Simon James Terzo mi ha chiesto se volessi spendere qualche parola per Teresio Bianchessi, nostro collaboratore e scrittore, in occasione dell’uscita della sua raccolta di poesie Vivere come se.
Riflettevo sulla memoria, su suo zio Gaetano. Avevo anche io uno zio: Atilio Pascal era il suo nome. È nato vicino a Torino in un paesino di montagna così sperduto e alto che fa venire le vertigini cercando di raggiungerlo. Raccoglieva tutto e lo rivendeva. In città, la sua vecchia Ford T era talvolta come l’ultima cosa capace di ricordarci che la modernità degli anni ’60 era già la nuova fine di una nuova era. Gli emigranti in viaggio per l’America conservarono con loro solo la lingua: il piemontese, e lo sguardo pieno di voglia di conquistarsi quella nuova patria.
Quando leggo Teresio Bianchessi, anche qui su Masticadores Italia, a volte è come se ripercorressi la stessa strada di suo zio Gaetano, piena com’era di sacrifici, di purezza, di sogni e di amori, una strada molto simile a quella di Teresio ed anche alla mia.
Grazie Teressio, per essere un Masticadores. Complimenti e buona fortuna per questa bella pubblicazione.
J re crivello
Articolo che cito parlando di zio Gaetano: Memoria – Primo anno dell’ultima infanzia

PREFAZIONE
In un oggi di bisogni effimeri, di ingannevoli luminescenze, in un oggi di sconsacrazioni divenute endemiche, di meccaniche ed elettroniche senza freni, di militanze sterili, in un oggi di “io”, di “ho”, di “so”, è ristoratrice la pura grazia poetica di “Vivere come se”. Versi intimi, puri, eleganti nella forma ma monolitici e inamovibili nella loro sostanza. Versi vivi, le emozioni della carne e i dolori delle ossa, capaci di farsi, infine, spirituali e profondissime preghiere.
Oltre le nudità di musa, bellissima è la natura immortalata nei versi del capitolo “Terra e cielo”, una natura bizzosa, ora vanitosa ora afflitta, a tratti indolente, ora persino spietata. Intensamente scrutata, ammirata, rispettata e temuta, si fa metafora pungente del nostro essere. Non più solo la cornice alla fotografia del nostro esistere, ma essa stessa fotografia dell’esistere.
La forzata e inattesa prigionia pandemica trasforma ogni luogo in un non luogo, il tempo in un non tempo, statico, sospeso, in cui cose minute prendono pericolosamente peso. È qui, in quello che assomiglia ad un limbo labirintico dove i nodi sembrano venire drammaticamente al pettine, che s’addensano le evocative e toccanti lamentazioni poetiche di “Versi pandemici”.
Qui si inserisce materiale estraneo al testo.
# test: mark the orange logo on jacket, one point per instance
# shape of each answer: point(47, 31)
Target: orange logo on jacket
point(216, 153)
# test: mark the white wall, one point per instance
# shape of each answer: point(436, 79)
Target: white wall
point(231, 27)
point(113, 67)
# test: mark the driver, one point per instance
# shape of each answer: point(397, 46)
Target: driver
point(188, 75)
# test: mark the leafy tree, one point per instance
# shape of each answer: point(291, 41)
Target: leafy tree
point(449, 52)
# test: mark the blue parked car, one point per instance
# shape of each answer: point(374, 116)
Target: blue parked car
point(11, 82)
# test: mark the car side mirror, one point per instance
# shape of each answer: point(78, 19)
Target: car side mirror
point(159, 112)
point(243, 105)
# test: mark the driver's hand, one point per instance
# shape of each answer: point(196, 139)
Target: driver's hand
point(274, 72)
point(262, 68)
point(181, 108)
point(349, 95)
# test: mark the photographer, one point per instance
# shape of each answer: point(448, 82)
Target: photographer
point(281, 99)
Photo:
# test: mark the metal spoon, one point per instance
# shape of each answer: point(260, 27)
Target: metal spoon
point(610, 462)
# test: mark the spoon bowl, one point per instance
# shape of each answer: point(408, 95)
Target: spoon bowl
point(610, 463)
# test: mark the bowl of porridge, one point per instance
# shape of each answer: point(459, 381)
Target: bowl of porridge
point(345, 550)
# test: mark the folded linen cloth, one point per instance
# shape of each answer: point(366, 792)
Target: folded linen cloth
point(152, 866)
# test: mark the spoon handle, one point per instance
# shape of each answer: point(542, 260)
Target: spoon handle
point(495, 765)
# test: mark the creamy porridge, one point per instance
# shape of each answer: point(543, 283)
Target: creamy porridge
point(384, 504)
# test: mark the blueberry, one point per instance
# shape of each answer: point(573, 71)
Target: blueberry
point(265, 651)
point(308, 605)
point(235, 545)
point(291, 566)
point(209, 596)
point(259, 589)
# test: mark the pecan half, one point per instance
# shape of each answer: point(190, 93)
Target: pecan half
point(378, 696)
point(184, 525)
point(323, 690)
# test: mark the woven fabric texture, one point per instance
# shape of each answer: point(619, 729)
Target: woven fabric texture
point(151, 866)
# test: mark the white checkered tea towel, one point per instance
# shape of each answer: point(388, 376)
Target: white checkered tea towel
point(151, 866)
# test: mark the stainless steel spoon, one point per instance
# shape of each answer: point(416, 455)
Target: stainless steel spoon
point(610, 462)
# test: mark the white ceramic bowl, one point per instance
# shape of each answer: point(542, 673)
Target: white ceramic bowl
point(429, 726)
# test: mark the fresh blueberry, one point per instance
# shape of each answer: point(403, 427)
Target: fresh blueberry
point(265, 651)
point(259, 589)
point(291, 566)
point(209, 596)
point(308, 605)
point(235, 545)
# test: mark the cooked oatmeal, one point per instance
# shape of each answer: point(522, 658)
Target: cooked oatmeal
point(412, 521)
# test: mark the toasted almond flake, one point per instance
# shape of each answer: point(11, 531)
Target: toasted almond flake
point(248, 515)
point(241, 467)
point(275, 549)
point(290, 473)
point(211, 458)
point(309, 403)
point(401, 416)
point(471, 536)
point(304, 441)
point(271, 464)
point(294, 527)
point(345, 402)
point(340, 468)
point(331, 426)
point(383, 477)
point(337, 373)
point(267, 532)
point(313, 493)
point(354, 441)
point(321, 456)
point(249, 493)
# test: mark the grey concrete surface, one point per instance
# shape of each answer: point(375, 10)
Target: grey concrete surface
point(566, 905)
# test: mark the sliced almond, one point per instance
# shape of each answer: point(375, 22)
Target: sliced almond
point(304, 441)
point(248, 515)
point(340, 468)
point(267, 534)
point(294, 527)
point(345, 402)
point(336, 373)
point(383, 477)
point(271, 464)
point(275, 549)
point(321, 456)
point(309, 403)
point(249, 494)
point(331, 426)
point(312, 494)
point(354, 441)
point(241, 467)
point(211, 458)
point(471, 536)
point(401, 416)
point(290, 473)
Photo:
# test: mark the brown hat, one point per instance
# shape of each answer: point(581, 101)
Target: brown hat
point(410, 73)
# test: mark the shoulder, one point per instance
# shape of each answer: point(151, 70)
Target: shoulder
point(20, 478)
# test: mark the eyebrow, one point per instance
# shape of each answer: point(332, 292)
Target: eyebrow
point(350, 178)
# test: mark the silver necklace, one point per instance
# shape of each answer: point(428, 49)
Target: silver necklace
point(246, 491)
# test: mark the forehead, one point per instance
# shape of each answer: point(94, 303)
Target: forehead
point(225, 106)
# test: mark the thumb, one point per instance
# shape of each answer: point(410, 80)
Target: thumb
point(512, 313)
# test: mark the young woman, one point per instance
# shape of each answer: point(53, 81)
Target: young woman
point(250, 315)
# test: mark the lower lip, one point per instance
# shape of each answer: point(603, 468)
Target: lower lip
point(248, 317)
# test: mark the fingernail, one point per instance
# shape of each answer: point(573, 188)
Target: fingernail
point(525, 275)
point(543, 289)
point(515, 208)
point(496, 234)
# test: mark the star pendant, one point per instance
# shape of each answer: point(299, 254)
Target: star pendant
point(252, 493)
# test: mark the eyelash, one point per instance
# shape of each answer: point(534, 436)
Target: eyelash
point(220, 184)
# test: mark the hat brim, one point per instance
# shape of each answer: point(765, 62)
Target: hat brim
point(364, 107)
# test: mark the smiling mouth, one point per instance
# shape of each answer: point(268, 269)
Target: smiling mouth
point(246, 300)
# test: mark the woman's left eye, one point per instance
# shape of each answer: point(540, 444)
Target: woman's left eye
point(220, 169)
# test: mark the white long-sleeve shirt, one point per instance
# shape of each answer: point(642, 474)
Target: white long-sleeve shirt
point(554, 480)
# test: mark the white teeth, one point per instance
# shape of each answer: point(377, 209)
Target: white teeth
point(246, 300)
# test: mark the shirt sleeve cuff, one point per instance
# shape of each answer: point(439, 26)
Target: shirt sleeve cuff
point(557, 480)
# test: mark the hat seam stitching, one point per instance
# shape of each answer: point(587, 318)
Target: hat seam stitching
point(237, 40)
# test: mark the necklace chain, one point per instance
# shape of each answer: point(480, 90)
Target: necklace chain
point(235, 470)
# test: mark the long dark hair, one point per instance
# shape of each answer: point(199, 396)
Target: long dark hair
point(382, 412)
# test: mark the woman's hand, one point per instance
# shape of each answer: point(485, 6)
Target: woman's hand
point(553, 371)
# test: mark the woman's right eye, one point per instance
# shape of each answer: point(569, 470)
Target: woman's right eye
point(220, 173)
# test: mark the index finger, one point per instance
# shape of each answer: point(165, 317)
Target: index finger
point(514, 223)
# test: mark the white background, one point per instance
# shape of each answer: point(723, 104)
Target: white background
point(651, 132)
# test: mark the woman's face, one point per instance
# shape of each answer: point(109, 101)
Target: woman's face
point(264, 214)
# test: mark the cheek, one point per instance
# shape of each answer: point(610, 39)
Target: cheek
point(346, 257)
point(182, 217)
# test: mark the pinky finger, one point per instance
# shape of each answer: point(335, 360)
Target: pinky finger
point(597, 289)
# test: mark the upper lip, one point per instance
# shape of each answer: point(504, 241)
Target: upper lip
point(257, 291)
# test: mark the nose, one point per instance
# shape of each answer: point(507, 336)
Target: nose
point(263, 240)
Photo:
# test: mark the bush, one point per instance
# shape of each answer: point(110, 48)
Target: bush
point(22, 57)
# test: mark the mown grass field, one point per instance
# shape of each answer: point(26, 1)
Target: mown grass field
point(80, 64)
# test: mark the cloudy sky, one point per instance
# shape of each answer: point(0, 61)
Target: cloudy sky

Intrisi di malinconie dall’eco quasi blues, questi versi riecheggiano “Da lontano” i tonfi del lavoro nei campi, il brontolio di stomaci presi dai morsi della fame, poesie solcate nella terra dai rastrelli, incise sulle pietre, con la dignità e la forza di un atto di fede. Teresio scava la terra di un tempo passato in cerca di un tesoro che più di qualcuno vorrebbe sepolto, un tesoro impagabile dal potere salvifico: la memoria.
Cosa può lenire davvero i nostri dolori? Questi “Versi d’amore” sono la risposta. Ogni verso è il bene di un abbraccio che concede la grazia del sonno, è il desiderio di un bacio che invoglia il risveglio. Camminare fianco a fianco anche tra i rovi e le ortiche, non smettere mai di sorridersi, anche se succederà di pungersi. Con questi versi si fa l’amore, si fa l’atto sovversivo contro il freddo moderno del materiale e dell’ego.
Ruvida è la poetica essenza di questi versi sulla vita, i “Tremuli pensieri” hanno il fascino delle libere confessioni di un diario vestito di seta. “S’avverte il nascosto”, quindi “…muoviti leggero/ quel che deve accadere/ accadrà senza rispetto…” Il nostro “io”, quello che ci circonda e che ci aspetta, riflessioni tra l’ Hic et nunc e l’agognata Sapienza. Poesie che sono come specchi, non sai se ti leggono o sei tu che le leggi.
Potresti pensare in questo momento, caro lettore, di avere tra le mani un libro, ma credimi se ti dico che quello che hai tra le mani ora, tra non molto, non sarà più un libro, ma l’insondabile bellezza dell’anima di un uomo.